Der Münchener Radiologe ist ein großer Fan dieser Untersuchungsmethode: „CEUS kostet nur einen Bruchteil der etablierten Verfahren und verfügt über ein deutlich geringeres Nebenwirkungsprofil.“ Es biete eine äußerst hohe Detailauflösung, mit der kleinste Strukturen dargestellt werden können, nennt er einen weiteren Vorzug von CEUS. Darüber hinaus handle es sich um eine dynamische Untersuchung, bei der man Anflutung, Verteilung und Abflutung des Kontrastmittels in Echtzeit beobachten könne. Würden Krankenhäuser verstärkt auf CEUS setzen, davon ist Rübenthaler überzeugt, hätte dies für die Planung in der Radiologie positive Auswirkungen, weil bei den CT- und MRT-Geräten Slots frei würden, die für andere Untersuchungen genutzt werden könnten.

CEUS: oft hilfreich, aber zu wenige beherrschen die Methode

Aufgrund des sehr niedrigen Nebenwirkungsprofils kann das CEUS-Kontrastmittel auch ,off label‘ unter Berücksichtigung des individuellen Nutzen-/Risikoprofils bei Kindern und Jugendlichen sowie bei Schwangeren verwendet werden

Johannes Rübenthaler

Auf jeden Fall bietet sich CEUS an, wenn Kontraindikationen gegen den Einsatz von CT und MRT sprechen. Da CT-Kontrastmittel Jod enthalten, können sie nicht ohne weiteres bei Patienten mit unklaren Schilddrüsenfunktionsstörungen eingesetzt werden. Auch Patienten mit eingeschränkter Nierenfunktion kommen nicht immer für eine CT in Frage. Dasselbe gilt für die MRT: Bei Patienten mit eingeschränkter Nierenfunktion können MR-Kontrastmittel potentiell kontraindiziert sein. Darüber hinaus können einige Patientengruppen nicht immer adäquat mit MRT untersucht werden, z. B. weil sie Fremdmetall im Körper haben: Implantate oder nicht MRT-taugliche Herzschrittmacher der älteren Generation. Beim Ultraschall-Kontrastmittel – derzeit ist in Europa nur ein zugelassenes verfügbar – gibt es hingegen nur eine einzige Kontraindikation: eine seltene Unverträglichkeit, die in der Literatur bei zirka einem von 10.000 Fällen beschrieben ist. „Aufgrund des sehr niedrigen Nebenwirkungsprofils kann das CEUS-Kontrastmittel auch ,off label‘ unter Berücksichtigung des individuellen Nutzen-/Risikoprofils bei Kindern und Jugendlichen sowie bei Schwangeren verwendet werden“, bekräftigt Rübenthaler.
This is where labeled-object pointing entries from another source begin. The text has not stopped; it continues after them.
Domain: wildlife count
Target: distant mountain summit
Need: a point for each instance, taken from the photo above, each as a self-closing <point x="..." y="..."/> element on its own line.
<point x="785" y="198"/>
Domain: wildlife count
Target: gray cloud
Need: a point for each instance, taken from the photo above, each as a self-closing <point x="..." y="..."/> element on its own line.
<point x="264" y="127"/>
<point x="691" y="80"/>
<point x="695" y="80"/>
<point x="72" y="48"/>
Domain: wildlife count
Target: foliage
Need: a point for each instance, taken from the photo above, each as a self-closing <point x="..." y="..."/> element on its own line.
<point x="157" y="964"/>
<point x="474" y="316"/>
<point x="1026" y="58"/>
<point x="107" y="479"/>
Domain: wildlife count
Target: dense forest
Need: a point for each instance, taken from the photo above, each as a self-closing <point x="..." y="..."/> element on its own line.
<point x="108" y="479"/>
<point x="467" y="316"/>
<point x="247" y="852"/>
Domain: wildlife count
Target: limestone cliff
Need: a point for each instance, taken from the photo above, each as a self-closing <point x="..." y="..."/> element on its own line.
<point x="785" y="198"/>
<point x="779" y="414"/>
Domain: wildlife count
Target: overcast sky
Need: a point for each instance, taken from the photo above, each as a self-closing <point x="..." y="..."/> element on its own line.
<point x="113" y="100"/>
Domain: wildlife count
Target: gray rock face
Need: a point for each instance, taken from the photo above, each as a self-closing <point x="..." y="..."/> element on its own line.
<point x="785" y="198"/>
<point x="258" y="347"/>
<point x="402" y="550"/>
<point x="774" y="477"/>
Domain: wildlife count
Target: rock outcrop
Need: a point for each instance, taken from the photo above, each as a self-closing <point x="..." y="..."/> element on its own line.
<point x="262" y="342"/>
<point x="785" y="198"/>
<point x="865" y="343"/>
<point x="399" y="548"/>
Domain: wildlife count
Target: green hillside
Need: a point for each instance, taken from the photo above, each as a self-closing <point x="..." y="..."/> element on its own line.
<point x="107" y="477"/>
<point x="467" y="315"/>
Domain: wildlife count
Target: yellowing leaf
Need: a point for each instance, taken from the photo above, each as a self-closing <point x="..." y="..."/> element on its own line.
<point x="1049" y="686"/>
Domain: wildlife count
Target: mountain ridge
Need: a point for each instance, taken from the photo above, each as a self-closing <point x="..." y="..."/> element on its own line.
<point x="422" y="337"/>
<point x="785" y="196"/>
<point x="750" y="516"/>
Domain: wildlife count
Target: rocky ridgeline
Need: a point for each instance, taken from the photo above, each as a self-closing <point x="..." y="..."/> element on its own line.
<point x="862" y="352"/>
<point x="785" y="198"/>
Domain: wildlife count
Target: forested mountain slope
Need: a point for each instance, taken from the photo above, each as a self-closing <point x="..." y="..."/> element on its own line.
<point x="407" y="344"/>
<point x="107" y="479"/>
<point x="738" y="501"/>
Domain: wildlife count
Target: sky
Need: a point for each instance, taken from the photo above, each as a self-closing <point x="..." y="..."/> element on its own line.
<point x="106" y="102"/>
Ultraschall – und damit auch CEUS – hat freilich auch eine Schwäche: es handelt sich um eine relativ untersucherabhängige Methode. „Man muss das Sichtfenster manuell einstellen und Erfahrung bei der Interpretation der Bilddaten haben“, räumt Rübenthaler ein. Die AG Ultraschall der Deutschen Röntgengesellschaft bietet zwar mittlerweile ein Fortbildungszertifikat CEUS für Radiologen an, bei dem theoretische und praktische Kenntnisse erworben werden können. „Doch aktuell besteht noch das Problem, dass es insgesamt einfach zu wenige mit dieser Methode vertraute Radiologen gibt, die ihr Wissen weitergeben können“, wie Rübenthaler bedauert.


Profil:

PD Dr. Johannes Rübenthaler arbeitet seit 2015 an der Klinik und Poliklinik für Radiologie des Klinikums der Universität München und ist seit 2017 Privatdozent für Experimentelle Radiologie der LMU München. Er hat an der Universität Mainz Medizin studiert und bereits früh im Rahmen seines Studiums Forschungsprojekte mit dem Interdisziplinären Ultraschall-Zentrum am Klinikum der Universität München-Großhadern initiiert. Rübenthaler erhielt für seine Forschung im Bereich der Ultraschalldiagnostik bereits mehrere Stipendien, u. a. im Rahmen der Exzellenzinitiative sowie von der Europäischen und Deutschen Röntgengesellschaft. Rübenthaler hat als zweiten klinischen Schwerpunkt hybride Bildgebungsverfahren und ist Chairperson des „Young ESHI subcommittee“ der European Society for Hybrid, Molecular and Translational Imaging.